If the destination is near the front, “we go there, we deliver the aid, and we get out.” Russia maintains drone coverage over all of the front lines, and “they do target aid workers. They also target medical facilities.”

It wasn’t that complicated to go, he said; “you sign up on the website and you show up, joining others from many parts of the world, “some of the most giving and brave people I ever met.

“We don’t just go hand out stuff. Every mission is carefully planned and targeted to a destination – a vulnerable village or a medical operation near the front lines,” Comeau said. “Sometimes you buy stuff in a safe part of Ukraine and deliver to places near the front. To get to those places you have to go through multiple checkpoints and you have to have a reason for being there.”

Most of the aid goes directly to civilians, as well as some hospitals. UAid also supports an orphanage near Mikolaiv, helping improve and expand the facilities. Another project is a traveling clown who entertains children.

One impression he repeated often was that, amidst a devastating war in a country of 40 million people, “what’s striking is that life goes on. I could access the Internet. There are traffic jams, there are malls, people going out to eat. People in villages living their lives.” And “there are so many places that you see destroyed – civilian places.”
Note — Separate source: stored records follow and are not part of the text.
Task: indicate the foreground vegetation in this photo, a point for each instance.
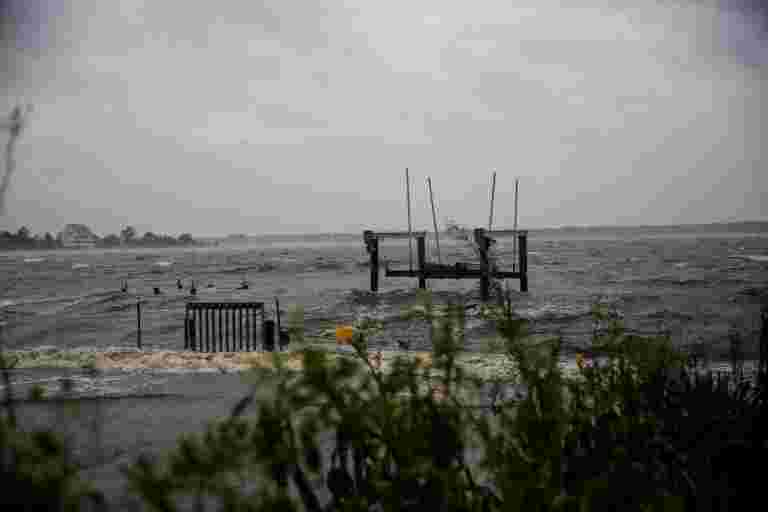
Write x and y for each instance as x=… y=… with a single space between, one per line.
x=643 y=429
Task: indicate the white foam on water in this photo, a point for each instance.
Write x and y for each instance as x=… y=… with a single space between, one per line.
x=762 y=258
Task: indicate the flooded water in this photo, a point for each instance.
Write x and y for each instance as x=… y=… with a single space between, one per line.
x=699 y=285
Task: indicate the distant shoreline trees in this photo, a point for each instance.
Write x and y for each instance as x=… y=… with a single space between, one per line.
x=128 y=237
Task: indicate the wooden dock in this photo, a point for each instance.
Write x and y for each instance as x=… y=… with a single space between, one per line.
x=461 y=270
x=227 y=327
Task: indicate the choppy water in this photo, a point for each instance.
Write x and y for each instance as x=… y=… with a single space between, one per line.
x=700 y=285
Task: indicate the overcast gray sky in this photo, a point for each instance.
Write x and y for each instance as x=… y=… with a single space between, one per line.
x=270 y=116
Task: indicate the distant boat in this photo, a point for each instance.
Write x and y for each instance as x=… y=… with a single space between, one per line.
x=77 y=236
En route to missions, Comeau and fellow volunteers ate in restaurants and spent nights in cheap hotels – reserving through booking.com. 

“As a short-term volunteer, I help to defray those costs as we go, although nothing is required,” he noted. 

Visiting the capital Kyiv, he was a tourist, even as a Russian missile destroyed the main power plant. “We went to a big box store in Kharkiv, bought shovels, axes, saws, extension cords, kettles, wood stoves” for delivery to remote areas.

There’s no sugar-coating the situation, particularly in the eastern part of the country, where “we could see smoke from the front lines.” The volunteers have to watch for land mines, butterfly mines, kamikaze drones, and artillery shells. There are collaborators in the villages in contact with Russians. 

“I was working with people who knew what they were doing, people with whom I trusted my life. These folks literally risk their lives.

“We were at villages that were threatened, where many older people are reluctant to leave, or can’t leave,” Comeau said. He met a 97-year-old resident “who wanted to hold our hands. He said a prayer, thanking and blessing us.”

Comeau isn’t telling his story as a recruiter. “People ask, ‘How can I help?’ First is to vote, be aware of the issues. Read the news about Ukraine; get it from multiple sources,” he said. “Then, if you can, donate. If anyone is interested in helping but doesn’t know what to do then they can contact me at [email protected].”

“Most frustrating for me is to watch this turn into a political issue where Russian propaganda is parroted on the floor of the House of Representatives,” Comeau said. “I know most of what they say is not true. It’s anti-American because this is in our interest, a free country that we promised we would help.”

How hard is it to transition from the battle-scarred Ukraine to bucolic Bedford? “I also like having a normal life,” Comeau said. He said he was especially inspired by his family: “My wife is a social worker, my example of how to be a better person. And my son Evan has his own way of being kind, of doing the right thing.”